Trinidad Express, Port of Spain, 8 February 2001

Teachers boycott classes at Union Presbyterian

By Phoolo Danny
South Bureau

TEACHERS of Union Presbyterian Primary School, Siparia, have decided to boycott classes until they get round-the-clock security following Tuesday's attack on vice-principal John Sobransingh.

Sobransingh, a teacher for 37 years, was beaten with a piece of cable by a parent while he was having lunch at the school compound on Tuesday.

A man drove his car into the schoolyard, and asked for the vice-principal and then beat Sobransingh in the presence of hundreds of pupils and other teachers, police said.

Sobransingh said yesterday he was still traumatised from the attack. He was at his Fyzabad home nursing a swollen right ring-finger and bruises on his body.

Late Tuesday, the 26 teachers at the school took the decision to stay away from classes until they get 24-hour security.

Yesterday, only 11 of the 490 pupils turned up for classes. They were sent home.

The Trinidad and Tobago Unified Teachers' Association (TTUTA) supports the teachers' security demands and said it was going to hold talks with the Education Ministry on compensation for teachers injured on the job.

The Presbyterian school board said teaching had become tougher since corporal punishment was banned in schools.

Chaguanas Mayor Orlando Nagessar, chairman of the Presbyterian Primary Schools Board of Education, said teachers had to deal with a lot of indiscipline in schools, and with the banning of corporal punishment, "teaching is becoming a more challenging job".

Nagessar described Sobransingh as "a calm, quiet teacher who would not flout regulation".

He said a one-day seminar is being organised to focus on the present scenario and to sensitise principals on how to deal with such issues.

A teacher said: "Since corporal punishment was banned, some parents feel they have full rights over us (teachers) as well. We get all sorts of indisciplined children to deal with but if we talk too hard to them, that's verbal abuse. If we punish them physically, that's physical abuse, if we put them to stand up outside, that's solar abuse.
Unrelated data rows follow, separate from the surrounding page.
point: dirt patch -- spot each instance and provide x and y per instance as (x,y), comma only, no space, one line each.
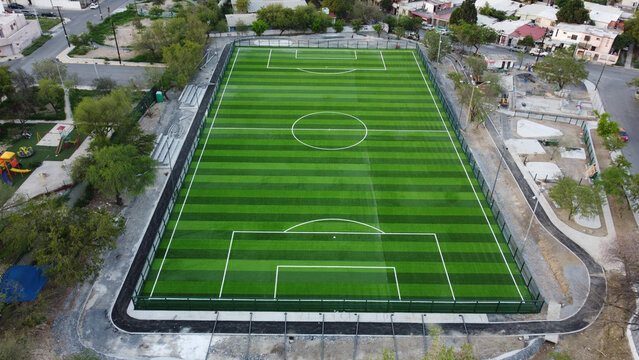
(126,33)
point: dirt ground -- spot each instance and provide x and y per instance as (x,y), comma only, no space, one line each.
(126,34)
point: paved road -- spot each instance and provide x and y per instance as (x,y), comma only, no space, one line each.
(619,102)
(85,73)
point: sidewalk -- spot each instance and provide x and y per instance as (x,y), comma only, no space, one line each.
(64,57)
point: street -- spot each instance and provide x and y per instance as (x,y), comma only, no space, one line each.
(85,73)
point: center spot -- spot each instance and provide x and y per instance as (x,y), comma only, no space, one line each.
(329,130)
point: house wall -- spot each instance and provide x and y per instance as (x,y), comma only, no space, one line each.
(20,39)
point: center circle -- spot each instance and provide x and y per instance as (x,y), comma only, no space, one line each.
(329,130)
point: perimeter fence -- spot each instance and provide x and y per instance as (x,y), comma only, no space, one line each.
(165,206)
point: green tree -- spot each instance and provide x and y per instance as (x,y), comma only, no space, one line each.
(259,27)
(49,69)
(339,7)
(71,240)
(98,118)
(120,169)
(386,5)
(578,199)
(49,92)
(477,66)
(378,29)
(181,62)
(432,42)
(466,12)
(356,25)
(242,6)
(561,68)
(527,41)
(573,12)
(6,82)
(473,35)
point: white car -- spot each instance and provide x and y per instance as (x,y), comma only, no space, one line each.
(538,51)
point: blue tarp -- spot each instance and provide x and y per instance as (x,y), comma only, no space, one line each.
(22,283)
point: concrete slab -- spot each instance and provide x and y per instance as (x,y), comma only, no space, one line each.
(544,170)
(525,146)
(527,128)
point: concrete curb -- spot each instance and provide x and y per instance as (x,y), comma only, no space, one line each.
(64,58)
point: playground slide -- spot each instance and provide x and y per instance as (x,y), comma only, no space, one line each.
(6,179)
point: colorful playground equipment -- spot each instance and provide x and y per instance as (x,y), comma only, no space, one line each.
(9,164)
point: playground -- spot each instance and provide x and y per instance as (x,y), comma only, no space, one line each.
(33,159)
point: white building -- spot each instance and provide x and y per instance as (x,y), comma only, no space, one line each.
(16,33)
(592,42)
(540,15)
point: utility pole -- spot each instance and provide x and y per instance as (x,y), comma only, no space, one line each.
(116,42)
(64,27)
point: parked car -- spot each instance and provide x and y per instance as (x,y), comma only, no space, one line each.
(15,6)
(623,134)
(538,51)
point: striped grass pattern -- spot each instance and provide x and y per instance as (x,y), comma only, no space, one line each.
(331,174)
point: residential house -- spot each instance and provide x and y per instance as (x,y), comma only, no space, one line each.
(507,6)
(16,33)
(538,14)
(603,16)
(537,33)
(592,42)
(435,12)
(505,28)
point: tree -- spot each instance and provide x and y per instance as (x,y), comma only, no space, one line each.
(120,169)
(339,7)
(50,93)
(98,118)
(70,241)
(578,199)
(242,6)
(259,27)
(474,35)
(561,68)
(527,42)
(104,84)
(573,12)
(6,82)
(356,25)
(436,50)
(477,66)
(466,12)
(181,62)
(49,69)
(241,27)
(387,5)
(378,29)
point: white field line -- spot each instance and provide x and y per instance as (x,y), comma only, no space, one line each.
(228,256)
(445,270)
(194,172)
(469,181)
(311,129)
(277,271)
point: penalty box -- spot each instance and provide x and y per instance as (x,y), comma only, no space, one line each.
(328,265)
(323,60)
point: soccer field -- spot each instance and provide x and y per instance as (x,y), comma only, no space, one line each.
(330,174)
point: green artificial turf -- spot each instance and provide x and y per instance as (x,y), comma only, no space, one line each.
(296,140)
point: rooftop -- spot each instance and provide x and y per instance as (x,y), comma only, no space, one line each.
(535,31)
(539,10)
(587,29)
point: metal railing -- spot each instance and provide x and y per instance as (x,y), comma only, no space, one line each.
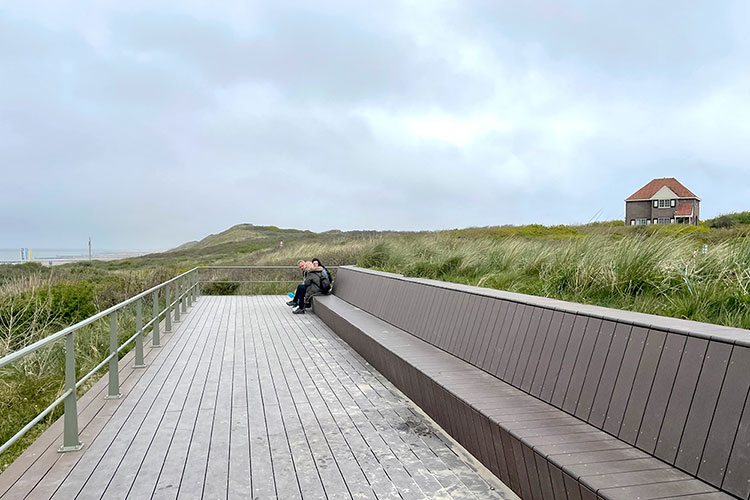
(179,292)
(185,289)
(255,275)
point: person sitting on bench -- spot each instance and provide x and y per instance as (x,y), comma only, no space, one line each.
(314,284)
(299,293)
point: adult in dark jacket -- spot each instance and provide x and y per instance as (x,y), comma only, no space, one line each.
(313,286)
(299,294)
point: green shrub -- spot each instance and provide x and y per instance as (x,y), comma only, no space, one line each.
(72,301)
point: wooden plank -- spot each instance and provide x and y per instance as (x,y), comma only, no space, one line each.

So how are we to deal with indisciplined pupils who disturb the other children who want to learn?"

He said the Ministry of Education was not considering the teachers in this issue.

TTUTA, in a statement, condemned what it called "the cowardly act of violence" on Sobransingh.

"Following the attack the staff met in an emergency session and in the interest of their safety and security, decided to stay away from the school premises until it is secured," said TTUTA.

Education Minister Kamla Persad-Bissessar said a note was taken to Cabinet yesterday regarding the next phase of the school security programme. She said 57 schools were in this phase and Union Presbyterian Primary was one of them.

TTUTA said the incident at Union Presbyterian followed a similar attack on Gemma Leon, principal of the La Pastora Government School. She was beaten by an intruder and her glasses destroyed.

TTUTA said the attacks on teachers "adversely affect the facilitating of quality education".